The cross over point Andre is referring to is where the two cam profiles over lap... so to find this you would need a print out or be able to view the run on a dyno screen.

Firstly you would limit the system from “engaging” mivec and do a run; then engage mivec lower down the rpm as suggested above at around 2500-3000rpm.

The two graphs will intersect each other; this is the area that you would want the profile change from the cams to happen; when Vtec/mivec is tuned properly you loose that initial kick as many people come to love! the power will become a lot smoother and pull much better from lower rpm.

As for ignition have a look at the courses offered here in regards to ignition tuning; and how to go about road mapping your car. Make sure you have the right tools and equipment to correctly monitor what’s going on.

Same with lambda targets; have a look at the courses as there is a lot of information on how to set and achieve your target number. Just because there is a variable cam system doesn’t mean that there would need to be different targets for fuelling; just a different set up slightly as mentioned when the cam changes profile to meet up with the new higher lift profile.

Thanks Dave for the simple explanation. Just wondering, is there any way for me to find the ideal rpm for switching the mivec other than as mentioned earlier? Is it safe for me to do trial and error for this? And i get a bit confused here as per explained in the course, Andre did mentioned that the compression ratio will increase as we go into positive boost, thus we need richer afr and ignition retard to prevent knocking. So with a higher cam lift (in this case the Mivec enganged), what is actually happening inside the combustion chamber (in term of the requirement for the afr and ignition timing)? Need some clarification to digest the correct info properly so i dont end up blowing my engine. Haha. Sorry if my question is a bit dumb, and thanks again for those who going to reply.

Dyno. It's the right tool for the job.

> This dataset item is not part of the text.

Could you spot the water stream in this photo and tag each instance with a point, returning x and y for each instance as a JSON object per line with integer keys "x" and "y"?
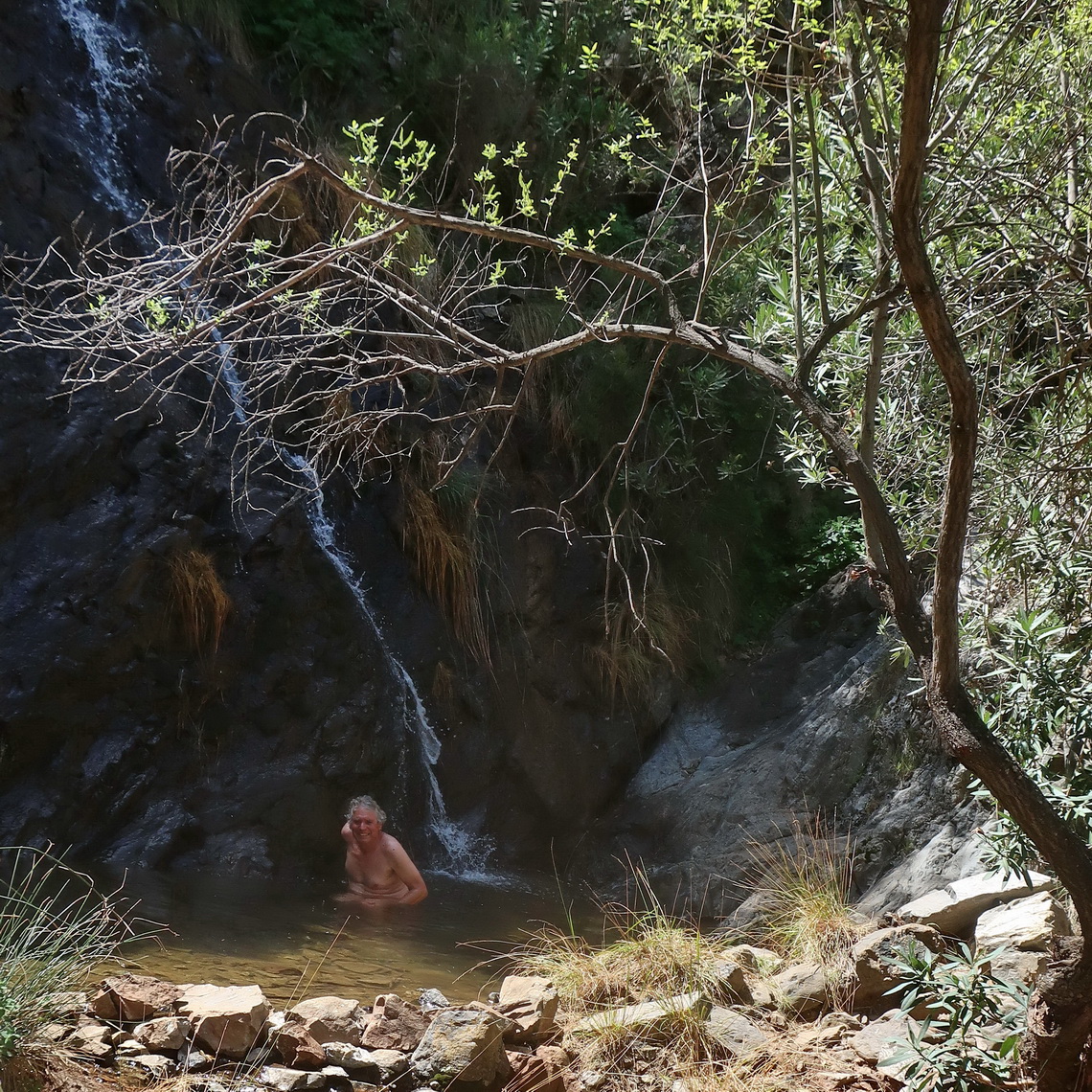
{"x": 293, "y": 942}
{"x": 117, "y": 70}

You are making this so much harder by not using the right tools.

As least you don't have to buy a dyno, you can just rent time on one.

If cost is a concern, then have a professional tuner use the dyno. That is the most efficient way to get this done correctly. If you are willing to pay to learn, then pay to use a dyno, and learn how to tune this.

I agree with David - You can't effectively tune a VTEC/MIVEC crossover point without a dyno. Personally I don't change my AFR target for low cam/high cam at WOT - There's no need. For an N/A engine on pump gas you'd likely be in the vicinity of 0.88-0.92 lambda. For a turbo application this will depend on the fuel and boost but you're likely to be 0.75-0.82. The timing is just whatever the engine wants to achieve MBT or stay away from knock. As D.C has mentioned above, the techniques of finding optimal ignition timing are covered in our Practical Standalone Tuning course.